Das Ende der Salome. Wirren unter Pilatus. Agrippas Schicksale. Verbannung des Herodes Antipas.


Während die Ethnarchie des Archelaus in eine römische Provinz verwandelt wurde, verwalteten die anderen Regenten, wie Philippus und Herodes, genannt Antipas, die ihnen zugewiesenen Tetrarchien einfach weiter. Salome war nicht mehr darunter: denn sie hatte damals schon das Zeitliche gesegnet, nachdem sie der Kaiserin Julia ihre Toparchie und die Stadt Jamnia, wie auch die bei Phasaëlis gelegenen Palmenhaine vermacht hatte.
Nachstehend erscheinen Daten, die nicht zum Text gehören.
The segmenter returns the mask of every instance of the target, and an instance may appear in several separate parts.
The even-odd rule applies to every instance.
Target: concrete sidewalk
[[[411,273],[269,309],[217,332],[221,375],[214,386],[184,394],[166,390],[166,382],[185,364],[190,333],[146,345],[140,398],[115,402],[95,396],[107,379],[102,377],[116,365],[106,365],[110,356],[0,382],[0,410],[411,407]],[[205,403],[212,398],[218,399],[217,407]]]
Auch als nach dem Tode des Augustus, welcher 57 Jahre, 6 Monate und 2 Tage lang den römischen Staat geleitet hatte, die kaiserliche Regierung auf Tiberius, den Sohn der Julia, überging, waren Herodes und Philippus noch immer an der Spitze ihrer Tetrarchien. Der letztere gründete bei den Jordanquellen in Paneas eine Stadt, namens Cäsarea, wie auch in Untergaulanitis die Stadt Julias, der erstere aber baute in Galiläa die Stadt Tiberias und in Peräa eine zweite, die ebenfalls den Namen von der Julia führte.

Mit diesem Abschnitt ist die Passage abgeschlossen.